Is there a possibility in python to read this as a pandas dataframe directly? Field b and c should be an array/series inside the dataframe.
What I do now is reading the csv as strings:
df = pd.read_csv('data.csv', dtype='str')
Then use np.fromstring
to convert all strings to numpy arrays:
type_dict = {
"a": "int",
"b": "int",
"c": "float"
}
def make_split(text, dt):
return np.fromstring(text, sep="|", dtype=dt)
df = df.apply(lambda x: x.apply(make_split, dt=type_dict[x.name]))
But this takes several minutes for my files. Is there a faster option?
CodePudding user response:
You can use converters
parameter of .read_csv()
to parse columns:
import pandas as pd
import numpy as np
df = pd.read_csv('data.csv', converters={
'b': lambda x: np.array(x.split('|'), dtype='int'),
'c': lambda x: np.array(x.split('|'), dtype='float')
})
print(df)
Output:
a b c
0 1 [1, 2, 3] [4.5, 5.5, 6.5]
1 2 [7, 8, 9] [10.5, 11.5, 12.5]
CodePudding user response:
df=pd.read_csv(r'csv2.txt', sep=',')
df['b']=df['b'].str.split('|').apply(lambda x: [int(i) for i in x])

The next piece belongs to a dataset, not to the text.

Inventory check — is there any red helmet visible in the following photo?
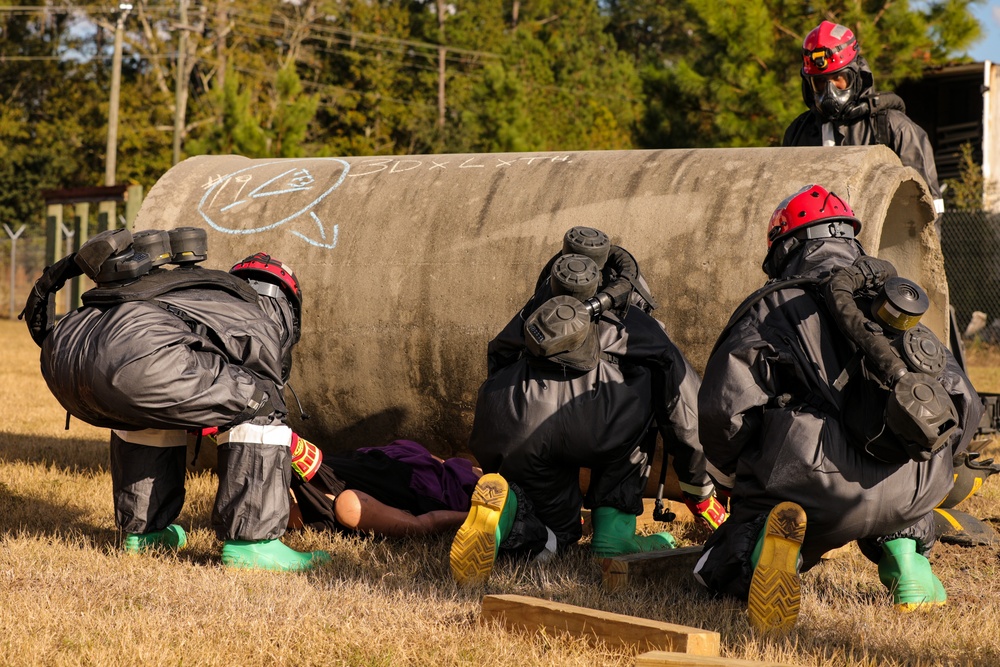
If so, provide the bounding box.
[802,21,860,76]
[229,252,302,315]
[767,185,861,251]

df['c']=df['c'].str.split('|').apply(lambda x: [float(i) for i in x])
df
a b c
0 1 [1, 2, 3] [4.5, 5.5, 6.5]
1 2 [7, 8, 9] [10.5, 11.5, 12.5]
CodePudding user response:
Does your data always respect the same format?
I mean one value for a
, 3 for b
and 3 for c
?
If so, why just not change all the |
for commas, and have 7 columns?
a,b1,b2,b3,c1,c2,c3?
By doing so you are going to be able to avoid dealing with string when is clear that you data is numeric.